Certains y verront un renoncement à l’objectif de réduire la part du nucléaire comme prévu dans la loi de transition énergétique de 2015, d’autres expliqueront que les choix sont néfastes pour le climat, beaucoup argueront que les énergies renouvelables n’ont pas leur juste place, quelques-uns essaieront d’expliquer que le gaz et le gaz vert ont été oubliés, etc.
Quadrature du cercle
Le nouveau ministre de la Transition écologique, François de Rugy, a relativement bien décrit la difficulté de cet exercice. Il explique qu’il s’agit de "Réduire la dépendance au nucléaire, lutter contre le dérèglement climatique, diversifier (le mix) grâce aux énergies renouvelables". Puis il ajoute qu’il faudra aussi tenir compte de "la sécurité d'approvisionnement électrique" et de "la maîtrise du juste prix pour le consommateur et pour le producteur".
Qui trop embrasse mal étreint, dit la sagesse populaire. Plusieurs de ces objectifs sont intrinsèquement incompatibles. C’est peut-être pourquoi Emmanuel Macron semble vouloir recadrer la PPE. Mercredi 24 octobre, il réunira à l’Élysée une trentaine d'entreprises et organismes de recherche. Le chef de l'État a notamment convié Patrick Pouyanné (Total), Jean-Bernard Lévy (EDF), Isabelle Kocher (Engie), Philippe Varin (Orano, ex-Areva), Xavier Huillard (Vinci) ou encore Martin Bouygues (Bouygues).
Pas de priorité donnée au rééquilibrage du mix
L’Élysée explique que cette réunion portera sur "la réduction des émissions de CO2 liées à la consommation d'énergie, la maîtrise de la facture énergétique des Français, le made in France des nouvelles solutions énergétiques bas-carbone et les enjeux de souveraineté liés à l'énergie".

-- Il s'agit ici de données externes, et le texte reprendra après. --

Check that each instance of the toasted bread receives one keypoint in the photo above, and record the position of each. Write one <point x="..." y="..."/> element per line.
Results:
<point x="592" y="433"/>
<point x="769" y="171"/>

Comprendre : la priorité n’est pas le rééquilibrage du mix électrique cher aux anti-nucléaires, mais le climat et la sécurité d’approvisionnement. Des rumeurs insistantes venues du gouvernement indiquent qu’aucun autre réacteur nucléaire, mis à part les deux de Fessenheim (Haut-Rhin), ne devrait fermer avant 2029, comme le propose EDF. Même si la hausse des renouvelables électriques est bien aussi au programme.
S’appuyer sur le rapport du GIEC
Mettre l’accent sur la stratégie bas-carbone et le statu quo nucléaire est assez facile à justifier après l’alerte du GIEC, le 22 octobre dernier, sur l’urgence absolue de changer de modèle. Les experts climat de l’ONU présentent quatre scénarios dans son rapport final, qui tous prévoit une hausse de la part du nucléaire. À l’échelle planétaire, ce dernier compte pour 4,9 % de l’énergie et 10,6 % de l’électricité mondiale.
Si tel est bien la trajectoire de la PPE gouvernementale, les réactions seront houleuses. "Nous avons le sentiment que le débat est entièrement confisqué par les pro et les antinucléaires", assure Didier Holleaux, directeur adjoint d'Engie. Pour lui, les questions d'efficacité énergétique, de pointes de consommation - qui sollicitent des centrales à charbon ou à gaz - ou de développement de réseaux de froid ne sont pas assez abordées. Et il a parfaitement raison.